Of course Im talking down the line for me, Im no where near ready to do that..but just as a goal to work towards, Id like to know if its feasable maybe from those who do run businesses??

(Im not asking you to tell me what you make a month because I know thats sensitive info, if youd like to share go ahead and PM me but Im not asking for it )

soooo sick of working in this corporate rat race world! I want to make soap, sell it...and when Im not soaping maybe make some home-made italian ices to sell on the beach lol...so what do you think?


----------



## Guest (May 14, 2008)

I soap as a part of my growing farm-type operation and even though I'm not currently doing it full time I have acquaintances who do and that is what I am working toward.  In order for it to work though, it has to be big.  We're talkin' gift shops, farmers markets, craft fairs, winaries (sp?), and tours.  You might want to check out Sunshine Lavender Farm (google).  They come to my farmer's market sometimes.  I've seen their stuff and its WAY overpriced, but thats their business.  Anyway, the interesting thing is that when she comes, I don't sell any less soap.  I think its because her 4oz bar is $8 and mine is $5.  So, it is totally possible and an excellent goal to aspire toward!


----------



## Tabitha (May 14, 2008)

I have seen it done. It all about how well you promote yourself.

I do not promote, that is my problem. I probably promote myself 3-4 hours a week & it's all online.


----------



## Tabitha (May 14, 2008)

Remember this thread? http://soapmakingforum.com/forum/viewtopic.php?t=2702


----------



## WilsonFamilyPicnic (May 14, 2008)

its possible and the speed at which you do it is up to you, like tab said, its partly about how agressive you are about marketing yourself.  i have been doing massage "part time" for over 3 years. the first 2 i was workign a full time job so i only had so much time to do massage and that's exactly how i treated the business - as a part time on the side thing so i didn't put that much effort into marketing it. although, i kept thinking i wish i could do this full time.....at this point i am way more agressive about marketing myself and looking for referrals and doing health fairs and trying to get myself out there and known.

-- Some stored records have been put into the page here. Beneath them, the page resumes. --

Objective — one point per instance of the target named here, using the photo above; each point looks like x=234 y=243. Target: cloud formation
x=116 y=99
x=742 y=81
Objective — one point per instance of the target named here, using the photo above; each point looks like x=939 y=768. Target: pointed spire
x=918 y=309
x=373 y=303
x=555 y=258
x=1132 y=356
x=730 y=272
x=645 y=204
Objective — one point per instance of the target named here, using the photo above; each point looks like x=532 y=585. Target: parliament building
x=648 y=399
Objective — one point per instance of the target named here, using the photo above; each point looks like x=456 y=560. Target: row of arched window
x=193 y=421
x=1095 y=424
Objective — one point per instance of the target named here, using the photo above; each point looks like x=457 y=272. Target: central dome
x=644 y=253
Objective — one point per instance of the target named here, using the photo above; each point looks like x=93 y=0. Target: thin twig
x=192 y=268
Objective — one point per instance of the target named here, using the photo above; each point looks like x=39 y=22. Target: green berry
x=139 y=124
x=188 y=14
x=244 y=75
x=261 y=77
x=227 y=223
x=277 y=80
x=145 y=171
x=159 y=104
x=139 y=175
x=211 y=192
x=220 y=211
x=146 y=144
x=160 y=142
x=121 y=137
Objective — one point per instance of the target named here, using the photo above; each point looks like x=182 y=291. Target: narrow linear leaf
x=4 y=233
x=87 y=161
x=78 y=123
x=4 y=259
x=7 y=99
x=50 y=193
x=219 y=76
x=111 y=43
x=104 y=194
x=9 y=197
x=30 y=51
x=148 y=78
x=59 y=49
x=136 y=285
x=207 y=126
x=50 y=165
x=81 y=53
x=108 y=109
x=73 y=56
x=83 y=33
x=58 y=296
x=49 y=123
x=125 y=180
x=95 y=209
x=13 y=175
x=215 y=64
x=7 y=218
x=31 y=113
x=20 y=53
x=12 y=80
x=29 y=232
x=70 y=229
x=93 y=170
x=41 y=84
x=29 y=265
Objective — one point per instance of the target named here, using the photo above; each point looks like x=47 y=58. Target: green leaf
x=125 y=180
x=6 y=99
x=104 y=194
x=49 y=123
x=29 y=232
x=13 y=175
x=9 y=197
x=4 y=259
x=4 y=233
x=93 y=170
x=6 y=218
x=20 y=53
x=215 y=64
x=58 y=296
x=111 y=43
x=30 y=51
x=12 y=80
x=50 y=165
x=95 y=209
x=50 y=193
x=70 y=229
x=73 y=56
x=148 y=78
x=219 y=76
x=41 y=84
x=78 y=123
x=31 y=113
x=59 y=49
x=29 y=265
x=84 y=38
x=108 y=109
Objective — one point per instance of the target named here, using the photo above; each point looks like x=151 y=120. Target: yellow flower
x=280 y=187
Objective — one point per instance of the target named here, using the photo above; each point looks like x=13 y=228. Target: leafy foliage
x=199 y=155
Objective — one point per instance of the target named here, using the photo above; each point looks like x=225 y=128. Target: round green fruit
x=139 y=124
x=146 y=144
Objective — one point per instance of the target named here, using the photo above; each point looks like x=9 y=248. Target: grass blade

so, its something that, like most other hobby-craft-type jobs, you start off part time and then work towards full time at the pace you want to....one day you'll hit a point where your side business takes off enough that you can cut the corporate cords....or you hit a point where you have to quit the 9-5 job before you kill someone....either way, the results you desire!  :wink:


----------



## IanT (May 14, 2008)

lol remember it!?! Never even knew it existed but thats awesome!!. Alright, this is on this list as a major goal of mine now that I know its possible. I ve just got to develop a vast line of products... once i get the CP and HP down I want to try some B&B stuff like making your own shaving cream and all sorts of other stuff...I have the mind for it I just need to develop the finances... 

ahhhh Id love to do that full time though, I work well with people so the word of mouth thing is easy for me, I just need to have the things to promote..then woosh im off 


alright...now youve got me excited


----------



## sunflwrgrl7 (May 14, 2008)

Ian, I love your enthusiasm, it's fantastic!


----------